Dobbiamo chiarirci: i due palazzi della Regione si sarebbero costruiti gratis, chiaro? Gratis. Solo coi risparmi degli affitti passivi che paghiamo ogni anno e che mi pare che siano tra i 60 e i 70 milioni di euro per tutta la Sicilia, ma questa cifra la verifichi». L’ingegnere Tuccio D’Urso, dismesso il caschetto giallo, non ha cantieri da guardare. Perché quelli a cui avrebbe voluto assistere non sono intenzionati a partire.Guardando l’elenco dei «canoni di locazione passivi a uso governativo e istituzionale», aggiornato al 2021 (l’ultimo pubblicato nell’Amministrazione trasparente della Regione Siciliana), le cifre si ridimensionano e si arriva a poco meno di 31 milioni di euro l’anno. Per la costruzione del PalaRegione di Catania ne sarebbero dovuti servire 32, per quello di Palermo è preventivato un intervento di 425 milioni di euro. In 15 anni, si sarebbero ripagati entrambi, volendo seguire il ragionamento di Tuccio D’Urso.

È lui ad avere lavorato gomito a gomito con l’ex presidente e oggi ministro Nello Musumeci per pensare il sistema dei PalaRegione in giro per la Sicilia. «Dovevano essere uno per ogni provincia, con quello principale da farsi a Palermo. Che poi è quello che io ho pre-pre-progettato», afferma. «A quello catanese, invece, si era interessato il presidente Musumeci in prima persona». Valutando i possibili luoghi, immaginando prima l’ex ospedale Ascoli-Tomaselli e poi arrivando a definire il terreno di Nesima, di fronte all’ospedale Garibaldi, proprio a due passi dalla metro Fontana.Il PalaRegione di Palermo, a differenza di quello di Catania, «è blindato da una legge regionale», afferma D’Urso. È la numero 13 del 2019 che, all’articolo 1, recita: «L’Amministrazione regionale, ai fini del contenimento della spesa corrente, del conseguimento di una migliore razionalizzazione dei servizi forniti all’utenza e dell’efficienza delle proprie attività istituzionali, realizza entro il termine di venti anni dalla data di entrata in vigore della presente legge il Centro direzionale regionale in Palermo». E poi via a stabilire i tempi serrati di approvazione del progetto definitivo, trasmissione al Consiglio comunale di Palermo, emissione delle disposizioni attuative. «In questo momento, senza dare corso al progetto del Centro direzionale di Palermo, si sta deliberatamente violando una legge regionale per volontà politica», prosegue l’ingegnere. Già dirigente dell’Ufficio speciale per l’emergenza traffico a Catania, già direttore generale dell’assessorato regionale all’Energia, già commissario delegato per l’attuazione delle opere necessarie a fronteggiare l’emergenza Covid-19, il curriculum di D’Urso parla da solo.

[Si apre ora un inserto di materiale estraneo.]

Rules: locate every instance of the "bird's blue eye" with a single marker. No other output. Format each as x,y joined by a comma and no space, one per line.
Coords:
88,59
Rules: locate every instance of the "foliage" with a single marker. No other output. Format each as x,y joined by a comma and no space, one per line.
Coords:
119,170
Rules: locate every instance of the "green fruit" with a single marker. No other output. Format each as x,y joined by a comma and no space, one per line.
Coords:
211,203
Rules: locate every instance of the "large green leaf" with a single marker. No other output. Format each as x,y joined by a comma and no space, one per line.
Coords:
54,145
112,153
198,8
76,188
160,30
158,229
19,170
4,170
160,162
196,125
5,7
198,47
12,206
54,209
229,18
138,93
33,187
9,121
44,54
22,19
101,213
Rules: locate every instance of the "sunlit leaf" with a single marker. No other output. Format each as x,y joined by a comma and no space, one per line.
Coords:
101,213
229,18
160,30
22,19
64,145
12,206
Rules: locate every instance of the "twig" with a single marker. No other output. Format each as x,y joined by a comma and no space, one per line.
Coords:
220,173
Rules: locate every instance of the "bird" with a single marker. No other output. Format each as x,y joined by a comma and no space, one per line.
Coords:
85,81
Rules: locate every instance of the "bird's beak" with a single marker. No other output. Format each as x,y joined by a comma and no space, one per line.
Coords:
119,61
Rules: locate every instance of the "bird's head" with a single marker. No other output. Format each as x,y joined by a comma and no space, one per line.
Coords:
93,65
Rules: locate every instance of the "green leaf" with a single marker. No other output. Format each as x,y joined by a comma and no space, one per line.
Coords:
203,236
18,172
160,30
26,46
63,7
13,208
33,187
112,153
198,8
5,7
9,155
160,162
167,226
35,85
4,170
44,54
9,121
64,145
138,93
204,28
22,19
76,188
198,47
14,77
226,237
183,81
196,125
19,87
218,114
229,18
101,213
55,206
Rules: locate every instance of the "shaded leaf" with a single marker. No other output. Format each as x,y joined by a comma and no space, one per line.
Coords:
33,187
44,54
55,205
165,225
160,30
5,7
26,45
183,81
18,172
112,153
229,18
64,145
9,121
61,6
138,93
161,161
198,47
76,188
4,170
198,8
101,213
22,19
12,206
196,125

«Con il presidente Musumeci abbiamo vissuto un grande periodo di euforia progettuale – afferma Tuccio D’Urso – a cui segue adesso una grande decadenza, su questo fronte». Se l’idea dei palazzoni regionali era nata per risparmiare su quanto si paga per ospitare gli uffici, i concorsi di progettazione aggiudicati e le prospettive di costruzione abortite sono passati per essere «soldi buttati». «Chi ha partecipato e vinto i concorsi di progettazione certamente non la pensa così», ride l’ingegnere.«Sugli uffici regionali bisognerebbe fare un discorso molto chiaro – continua – Dei palazzi in cui si lavora, praticamente nessuno rispetta la normativa antisismica». Le nuove costruzioni, invece, almeno da questo punto di vista dovrebbero essere una garanzia di sicurezza. «Lei pensi, poi, a questi begli edifici che si sarebbero ripagati da soli cancellando gli affitti e azzerando gli sprechi». Secondo la legge regionale, il centro direzionale di Palermo dovrebbe poi rispondere «al più elevato standard di risparmio energetico, di bioarchitettura e sostenibilità ambientale, allo scopo di migliorare il microclima interno, rendendolo autosufficiente utilizzando impianti alimentati con fonti rinnovabili per la copertura del fabbisogno energetico primario integrato con impianti solari termici per il fabbisogno di acqua calda sanitaria». Ci dovrebbe essere «un’area destinata al compostaggio domestico» e un’altra attrezzata «per il parcheggio di biciclette e per i mezzi elettrici o mezzi similari». «Quello di Catania… – conclude Tuccio D’Urso – La politica etnea avrebbe dovuto difenderlo di più, ecco».